Virtual surgical planning and 3D-printed models can yield lower complication rates in maxillectomy reconstructions, according to research from the Mayo Clinic published online April 1 in JAMA Otolaryngology -- Head and Neck Surgery.
In a retrospective study, researchers led by Dr. Eric Moore found that a group of patients who had received virtual surgical planning with 3D-printed models for maxillectomies that required microvascular reconstruction had a much lower rate of lateral rhinotomy than a cohort of similar patients treated prior to adoption of these methods.
"Preoperative [virtual surgical planning], use of 3D printed models and cutting guides, and intraoperative fixation of the reconstruction to the model may eliminate the use of [lateral rhinotomy] for even extensive maxillectomy reconstruction," they wrote. "Avoidance of [lateral rhinotomy] may decrease the rate of maxillectomy-related complications."
Although a transoral approach can be used to perform maxillectomy, this technique can be challenging, according to the researchers. As a result, they sought to assess the benefit of virtual surgical planning and 3D models in patients undergoing total and partial maxillectomy reconstruction.

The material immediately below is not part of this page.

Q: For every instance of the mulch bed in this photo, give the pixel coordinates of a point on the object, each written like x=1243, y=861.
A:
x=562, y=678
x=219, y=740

They retrospectively reviewed 38 patients who had undergone maxillectomy with free-flap reconstruction at their tertiary academic medical center between January 1, 2008, and October 3, 2019. Of the 38 patients, 15 received maxillectomy without virtual surgical planning, while 23 underwent the same procedure but after the institution adopted virtual surgical planning and the use of 3D-printed models.

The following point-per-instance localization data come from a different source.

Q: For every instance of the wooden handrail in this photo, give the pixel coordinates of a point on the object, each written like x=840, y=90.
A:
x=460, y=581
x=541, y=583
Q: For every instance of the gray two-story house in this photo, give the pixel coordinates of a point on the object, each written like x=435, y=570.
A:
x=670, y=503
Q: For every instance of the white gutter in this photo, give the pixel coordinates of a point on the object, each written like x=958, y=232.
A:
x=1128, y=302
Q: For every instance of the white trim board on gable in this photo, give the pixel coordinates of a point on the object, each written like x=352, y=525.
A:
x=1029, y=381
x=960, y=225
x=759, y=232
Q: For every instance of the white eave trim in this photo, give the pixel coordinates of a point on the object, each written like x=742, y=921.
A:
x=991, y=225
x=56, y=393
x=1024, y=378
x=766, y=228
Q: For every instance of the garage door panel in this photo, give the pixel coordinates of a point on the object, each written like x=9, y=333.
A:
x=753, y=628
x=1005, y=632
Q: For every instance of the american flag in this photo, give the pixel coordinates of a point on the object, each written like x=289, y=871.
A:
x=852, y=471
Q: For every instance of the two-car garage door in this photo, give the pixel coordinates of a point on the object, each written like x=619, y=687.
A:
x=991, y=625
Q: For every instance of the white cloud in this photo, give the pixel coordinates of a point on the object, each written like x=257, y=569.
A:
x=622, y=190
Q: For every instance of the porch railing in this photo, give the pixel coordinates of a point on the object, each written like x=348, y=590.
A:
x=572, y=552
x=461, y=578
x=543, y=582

With this process, surgical planning meetings are held with the radiologist to review high-resolution CT images of the maxilla and the donor site for the free flap. After the surgeon and radiologist discuss the reconstruction goals, the radiologist transfers the images to the onsite anatomical modeling laboratory. Next, the images are imported into the Mimics software (Materialise) and segmented in order to separate the different anatomical structures.
Created from these segmentations, a virtual 3D anatomical model containing several parts is exported into a stereolithographic file. Finally, Materalise's 3-Matic software is utilized for any needed postprocessing before the 3D model is printed using various liquid polymers on a PolyJet Connex 350 3D printer (Stratasys).
In a similar process to the 3D model, cutting guides are produced to enable precise placement and orientation of the osteotomies on the maxilla, as well as the bone of the reconstructive flap, according to the researchers.
"These cutting guides are an integral part of the planning and execution to allow for the avoidance of lateral rhinotomy," the authors wrote.
The sterilized model and the cutting guides are brought into the operating room.
Benefits of virtual surgical planning and 3D models in maxillectomies | ||
Before adoption of virtual surgical planning | After adoption of virtual surgical planning | |
Patients who needed lateral rhinotomy | 12 (80%) | 1 (4%) |
Patients who had lateral rhinotomy complications | 6 (50%) | 0 |
In other results, the researchers noted that there were no flap failures in the group of patients who received lateral rhinotomy, but only one flap failure among patients who did not undergo the procedure.
"This study suggests that [virtual surgical planning] may help with planning, execution, placement, and fixation for complex free flap maxillectomy defect reconstruction through a transoral minimally invasive approach," the authors wrote.